DETROIT — The electric vehicle that Ford Motor Co. is developing with startup Rivian will be badged as a Lincoln, the luxury brand said Wednesday.

The vehicle, built on Rivian’s flexible skateboard platform, will be Lincoln’s first EV. The brand did not say what type of vehicle it will be, where it will be assembled or when it will go on sale.

Ford last year invested $500 million in Rivian.

“Working with Rivian marks a pivotal point for Lincoln as we move toward a future that includes fully electric vehicles,” Lincoln President Joy Falotico said in a statement. “This vehicle will take Quiet Flight to a new place — zero emissions, effortless performance and connected and intuitive technology. It’s going to be stunning.”

MotorTrend last week reported the Rivian vehicle would be a Lincoln, quoting Rivian CEO RJ Scaringe as saying it would be “in the SUV space” and “very different” from Rivian’s own R1S utility, due out later this year.

Rivian’s plant in Normal, Ill., already is being configured for three vehicles: the R1T electric truck, the R1S and a large delivery van for Amazon, which has placed an order for 100,000 units. When Mitsubishi operated the 1.9 million square-foot plant, it had an annual capacity of 240,000 vehicles and could build both cars and SUVs.

A Rivian spokesman said she had no details on production of the Lincoln vehicle. It’s not clear whether Rivian would assemble it or ship the vehicle’s skateboard chassis to a Ford plant for final assembly.

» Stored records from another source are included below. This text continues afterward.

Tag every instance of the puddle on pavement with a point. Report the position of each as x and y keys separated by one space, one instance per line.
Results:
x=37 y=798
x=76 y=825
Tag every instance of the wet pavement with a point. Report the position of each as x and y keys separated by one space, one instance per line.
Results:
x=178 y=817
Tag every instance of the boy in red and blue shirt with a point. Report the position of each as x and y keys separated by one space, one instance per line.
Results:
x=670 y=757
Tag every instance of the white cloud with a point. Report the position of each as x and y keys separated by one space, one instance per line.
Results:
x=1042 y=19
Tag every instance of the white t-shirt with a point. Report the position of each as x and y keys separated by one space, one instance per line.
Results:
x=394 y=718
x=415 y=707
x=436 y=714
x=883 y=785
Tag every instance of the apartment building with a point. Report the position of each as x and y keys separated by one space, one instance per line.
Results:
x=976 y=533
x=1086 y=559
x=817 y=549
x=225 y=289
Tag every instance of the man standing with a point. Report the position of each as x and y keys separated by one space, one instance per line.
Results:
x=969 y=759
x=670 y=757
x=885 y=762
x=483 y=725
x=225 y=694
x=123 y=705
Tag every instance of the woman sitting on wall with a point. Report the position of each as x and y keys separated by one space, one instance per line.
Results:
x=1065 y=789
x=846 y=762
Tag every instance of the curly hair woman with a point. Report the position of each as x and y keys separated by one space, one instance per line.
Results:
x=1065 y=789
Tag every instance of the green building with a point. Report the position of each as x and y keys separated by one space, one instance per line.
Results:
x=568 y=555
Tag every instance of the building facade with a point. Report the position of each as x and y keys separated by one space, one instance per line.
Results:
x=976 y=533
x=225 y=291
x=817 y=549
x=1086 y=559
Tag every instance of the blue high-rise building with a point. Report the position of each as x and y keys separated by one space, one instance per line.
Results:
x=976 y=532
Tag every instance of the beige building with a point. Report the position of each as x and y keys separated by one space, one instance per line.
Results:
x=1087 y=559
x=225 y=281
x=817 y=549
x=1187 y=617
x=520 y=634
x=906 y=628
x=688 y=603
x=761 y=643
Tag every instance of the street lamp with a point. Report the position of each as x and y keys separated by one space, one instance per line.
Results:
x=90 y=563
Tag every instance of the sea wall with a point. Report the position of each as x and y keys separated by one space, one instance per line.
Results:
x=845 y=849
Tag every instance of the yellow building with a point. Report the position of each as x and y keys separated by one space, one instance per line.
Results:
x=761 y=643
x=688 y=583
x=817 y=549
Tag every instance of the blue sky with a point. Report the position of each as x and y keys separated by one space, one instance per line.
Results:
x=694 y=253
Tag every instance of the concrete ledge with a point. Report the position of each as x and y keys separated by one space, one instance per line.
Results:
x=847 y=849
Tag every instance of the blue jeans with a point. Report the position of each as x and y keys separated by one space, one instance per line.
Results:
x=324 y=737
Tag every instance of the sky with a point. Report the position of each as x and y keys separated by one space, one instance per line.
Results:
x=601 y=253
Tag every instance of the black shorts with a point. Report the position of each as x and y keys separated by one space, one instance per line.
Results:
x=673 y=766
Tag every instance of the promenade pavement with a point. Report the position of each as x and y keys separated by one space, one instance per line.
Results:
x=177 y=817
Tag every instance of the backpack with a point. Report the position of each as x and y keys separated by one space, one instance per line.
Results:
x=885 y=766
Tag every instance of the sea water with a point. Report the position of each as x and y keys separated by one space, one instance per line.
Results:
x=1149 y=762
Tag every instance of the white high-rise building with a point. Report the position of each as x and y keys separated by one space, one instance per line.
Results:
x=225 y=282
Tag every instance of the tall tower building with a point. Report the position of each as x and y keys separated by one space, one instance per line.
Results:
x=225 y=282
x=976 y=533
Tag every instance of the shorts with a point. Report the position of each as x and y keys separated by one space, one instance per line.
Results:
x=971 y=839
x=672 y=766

“Our vehicle development partnership with Ford is an exciting opportunity to pair our technology with Lincoln’s vision for innovation and refinement. We are proud to collaborate on Lincoln’s first fully electric vehicle,” Scaringe said in the statement released by Lincoln.

Lincoln has invested heavily in electrification but mostly focused on plug-in hybrid models of its current crossovers, including the Aviator and Corsair. Its U.S. luxury rival, Cadillac, has vowed to lead General Motors’ electrification efforts, with President Steve Carlisle saying that by 2030 the majority — if not all — Cadillacs sold will be battery-electric.

Separately, Lincoln on Wednesday confirmed that North American production of its MKZ sedan would end later this year, with sales likely continuing until early 2021. Automotive News reported in September that the MKZ would phase out in 2021. The death of the MKZ also will end Lincoln’s confusing “MK” naming scheme, which it had been slowly phasing out by renaming vehicles throughout its lineup.

Officials declined to say if it will discontinue the Continental, which Automotive News also has reported will end in the U.S. in 2021.